Ethenea: il doping delle banche centrali salva anche imprese destinare a fallire

Politica monetaria
di Fabrizio Arnhold 15 Luglio 2020 - 7:45

Per Michael Blümke (Ethenea), l’intervento esterno genera delle trappole di valore in molte imprese che mostrano prezzi interessanti, ma non hanno reali prospettive di crescita

Le banche centrali “dopano” i prezzi delle imprese. “Gli attuali interventi accentuano la sovraperformance di società growth, rispetto alle omologhe value, dal momento che molte delle imprese interessate costituiscono delle value traps: mostrano prezzi interessanti, ma non hanno reali prospettive di crescita”, commenta Michael Blümke, portfolio manager del fondo Ethna-Aktiv. Per il futuro, quindi, “sarà sempre più importante porre il rendimento atteso in relazione con il rischio di insolvenza, che oggi sta perdendo di efficacia quale indicatore, sia che si tratti di obbligazioni sia di azioni”.

IL MERCATO DELLE OBBLIGAZIONI

Le banche sono state per secoli i principali finanziatori delle imprese. “Soltanto la crescente cartolarizzazione dei crediti ha reso possibile la creazione del mercato obbligazionario come lo conosciamo oggi”, continua nella sua analisi Blümke. “Le obbligazioni societarie rappresentano attualmente oltre la metà del debito in essere delle imprese”. Per semplificare, si può dire che il ruolo delle banche centrali consiste oggi nel fissare il costo del denaro tramite i tassi di interesse a breve termine. Per Ethenea, questo incide direttamente sulla domanda di denaro e quindi anche sul mercato obbligazionario, che stabilisce il prezzo del rischio di insolvenza, tramite i relativi spread creditizi.

COSA CAMBIA NELLA PRATICA

Dalla teoria alla pratica, però, le cose cambiano. “Non solo i tassi di interesse delle banche centrali scesi ai minimi storici hanno con il tempo causato forti aumenti di prezzo in molte asset class”, continua l’analisi di Ethenea, “ma, con i recenti programmi di acquisto di obbligazioni societarie, anche gli interventi diretti delle autorità monetarie sui mercati hanno raggiunto livelli senza precedenti”. Oltre alla Bce, adesso anche la Fed si muove lungo questa strada che ha inserito nel proprio bilancio obbligazioni non investment grade. Cosa significa? “Vuol dire che il prezzo del rischio di insolvenza delle imprese viene sovvertito da un acquirente insensibile ai prezzi”.

INFLUENZARE IL MERCATO

“L’espressione della volontà di un acquirente così potente, in grado di stampare, se lo vuole, i fondi di cui necessita, basta da sola a influenzare a lungo termine il mercato”, sottolinea Blümke. “Con gli interventi delle banche centrali, il rischio d’insolvenza perde efficacia quale indicatore”. In questo scenario, imprese con modelli di business antieconomici restano operative perché potranno attingere al finanziamento di terzi, a condizioni vantaggiose. “Inoltre, poiché molte delle imprese interessate costituiscono delle value traps (ossia mostrano prezzi interessanti ma non hanno reali prospettive di crescita, ndr), tali interventi accentuano la sovraperformance di società growth rispetto alle omologhe value”, aggiunge l’esperto di Ethenea.

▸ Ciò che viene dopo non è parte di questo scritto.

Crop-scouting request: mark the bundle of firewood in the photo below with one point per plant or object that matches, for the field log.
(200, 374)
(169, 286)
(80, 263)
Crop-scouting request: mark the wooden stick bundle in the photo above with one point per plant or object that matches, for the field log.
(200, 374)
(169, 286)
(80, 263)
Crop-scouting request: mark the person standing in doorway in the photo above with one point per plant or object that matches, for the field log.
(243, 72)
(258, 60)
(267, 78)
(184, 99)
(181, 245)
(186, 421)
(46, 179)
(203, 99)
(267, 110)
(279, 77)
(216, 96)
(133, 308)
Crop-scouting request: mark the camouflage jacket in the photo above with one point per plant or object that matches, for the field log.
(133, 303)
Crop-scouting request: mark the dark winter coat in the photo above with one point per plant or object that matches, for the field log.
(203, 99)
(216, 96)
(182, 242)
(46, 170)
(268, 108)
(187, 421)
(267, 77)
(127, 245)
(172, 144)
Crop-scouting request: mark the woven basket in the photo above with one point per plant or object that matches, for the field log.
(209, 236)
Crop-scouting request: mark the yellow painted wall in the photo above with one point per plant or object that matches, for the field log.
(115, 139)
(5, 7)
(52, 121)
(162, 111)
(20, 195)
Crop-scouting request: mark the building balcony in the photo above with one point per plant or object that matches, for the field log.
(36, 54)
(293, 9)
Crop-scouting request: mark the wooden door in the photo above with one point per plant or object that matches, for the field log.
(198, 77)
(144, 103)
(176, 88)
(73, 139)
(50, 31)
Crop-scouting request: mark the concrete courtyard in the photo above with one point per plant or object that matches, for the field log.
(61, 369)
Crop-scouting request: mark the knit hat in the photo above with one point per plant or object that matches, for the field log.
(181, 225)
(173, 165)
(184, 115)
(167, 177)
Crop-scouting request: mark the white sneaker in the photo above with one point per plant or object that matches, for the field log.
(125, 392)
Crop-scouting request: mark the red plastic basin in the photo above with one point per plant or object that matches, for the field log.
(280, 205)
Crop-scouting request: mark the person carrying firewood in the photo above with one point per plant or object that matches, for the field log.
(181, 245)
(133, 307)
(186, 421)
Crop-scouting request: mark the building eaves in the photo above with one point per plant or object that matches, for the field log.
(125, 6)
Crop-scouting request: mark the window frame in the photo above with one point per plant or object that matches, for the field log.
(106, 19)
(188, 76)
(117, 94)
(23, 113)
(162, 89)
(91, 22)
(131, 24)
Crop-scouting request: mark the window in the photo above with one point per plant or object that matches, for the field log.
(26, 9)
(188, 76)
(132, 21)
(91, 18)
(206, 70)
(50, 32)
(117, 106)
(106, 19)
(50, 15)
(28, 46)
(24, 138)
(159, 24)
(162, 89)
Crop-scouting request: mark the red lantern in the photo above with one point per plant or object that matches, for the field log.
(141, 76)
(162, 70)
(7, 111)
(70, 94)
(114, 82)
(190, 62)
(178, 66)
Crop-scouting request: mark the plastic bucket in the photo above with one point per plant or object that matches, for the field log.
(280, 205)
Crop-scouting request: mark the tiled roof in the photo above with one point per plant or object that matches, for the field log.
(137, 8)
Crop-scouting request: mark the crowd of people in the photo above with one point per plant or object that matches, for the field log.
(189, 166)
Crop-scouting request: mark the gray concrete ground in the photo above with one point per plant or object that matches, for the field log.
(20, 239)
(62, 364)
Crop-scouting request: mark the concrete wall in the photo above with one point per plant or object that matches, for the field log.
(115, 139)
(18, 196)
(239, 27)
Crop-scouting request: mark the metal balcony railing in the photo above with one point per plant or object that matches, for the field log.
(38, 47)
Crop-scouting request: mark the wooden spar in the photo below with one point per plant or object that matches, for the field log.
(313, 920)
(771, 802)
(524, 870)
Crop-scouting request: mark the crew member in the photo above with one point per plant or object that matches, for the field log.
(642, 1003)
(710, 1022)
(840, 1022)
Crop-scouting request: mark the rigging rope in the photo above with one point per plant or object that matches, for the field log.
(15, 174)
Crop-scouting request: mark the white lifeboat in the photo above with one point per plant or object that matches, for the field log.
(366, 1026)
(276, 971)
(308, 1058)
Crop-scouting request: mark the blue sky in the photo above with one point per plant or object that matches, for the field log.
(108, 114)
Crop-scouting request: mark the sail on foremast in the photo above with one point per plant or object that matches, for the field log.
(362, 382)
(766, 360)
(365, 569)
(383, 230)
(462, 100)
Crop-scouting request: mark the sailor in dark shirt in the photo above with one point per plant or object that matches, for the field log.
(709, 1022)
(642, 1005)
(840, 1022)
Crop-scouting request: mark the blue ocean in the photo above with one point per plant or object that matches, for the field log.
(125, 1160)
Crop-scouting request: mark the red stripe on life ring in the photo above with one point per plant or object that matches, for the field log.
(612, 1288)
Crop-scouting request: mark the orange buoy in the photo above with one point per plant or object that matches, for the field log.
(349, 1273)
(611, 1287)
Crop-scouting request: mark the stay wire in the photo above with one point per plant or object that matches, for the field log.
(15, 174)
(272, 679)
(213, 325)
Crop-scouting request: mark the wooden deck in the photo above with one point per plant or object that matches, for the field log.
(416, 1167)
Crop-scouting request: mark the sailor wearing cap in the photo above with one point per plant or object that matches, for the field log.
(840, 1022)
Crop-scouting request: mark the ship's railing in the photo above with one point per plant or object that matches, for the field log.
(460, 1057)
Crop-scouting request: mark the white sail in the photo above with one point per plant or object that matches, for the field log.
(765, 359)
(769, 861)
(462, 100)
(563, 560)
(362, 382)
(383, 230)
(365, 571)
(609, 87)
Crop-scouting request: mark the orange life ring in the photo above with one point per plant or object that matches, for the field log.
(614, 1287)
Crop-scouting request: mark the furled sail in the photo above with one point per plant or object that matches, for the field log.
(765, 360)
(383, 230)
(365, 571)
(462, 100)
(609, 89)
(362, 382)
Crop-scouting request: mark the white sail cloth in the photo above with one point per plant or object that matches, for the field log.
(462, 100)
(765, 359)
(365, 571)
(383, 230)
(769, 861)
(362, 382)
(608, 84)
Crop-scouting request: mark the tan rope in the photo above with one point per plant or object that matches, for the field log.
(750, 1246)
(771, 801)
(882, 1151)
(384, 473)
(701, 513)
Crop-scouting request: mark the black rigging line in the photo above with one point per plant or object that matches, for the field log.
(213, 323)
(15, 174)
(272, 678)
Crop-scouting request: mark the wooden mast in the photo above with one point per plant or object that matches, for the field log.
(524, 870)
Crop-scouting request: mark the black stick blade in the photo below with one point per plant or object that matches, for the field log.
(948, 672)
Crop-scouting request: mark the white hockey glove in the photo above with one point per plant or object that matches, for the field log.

TASSI DI INTERESSE BASSI E IL MORAL HAZARD

La seconda conseguenza è che i tassi di interesse bassi e la sottovalutazione del rischio di credito premiano il cosiddetto financial engineering, invece di promuovere investimenti alternativi e più sostenibili. A lungo termine, questo equivale a un calo dei rendimenti. L’ultima conseguenza di questi provvedimenti riguarda gli investimenti di capitale in generale e il moral hazard. Blümke sottolinea come “nel contesto attuale, la prudenza dei gestori che hanno consapevolmente ridotto i rischi nei portafogli prevedendo una grave recessione e il conseguente aumento delle insolvenze non è stata ricompensata”.

UN OCCHIO AL FUTURO

Questo meccanismo proseguirà per molto tempo? “A questo punto si pone naturalmente la domanda di come procedere guardando al futuro”, conclude Blümke. “La tentazione di saltare sul treno delle banche centrali puntando sugli investimenti a più alto rendimento può essere grande, ma occorre cautela. Dubitiamo che la liquidità apparentemente infinita immessa dalle banche centrali potrà assicurare eterna solvibilità”.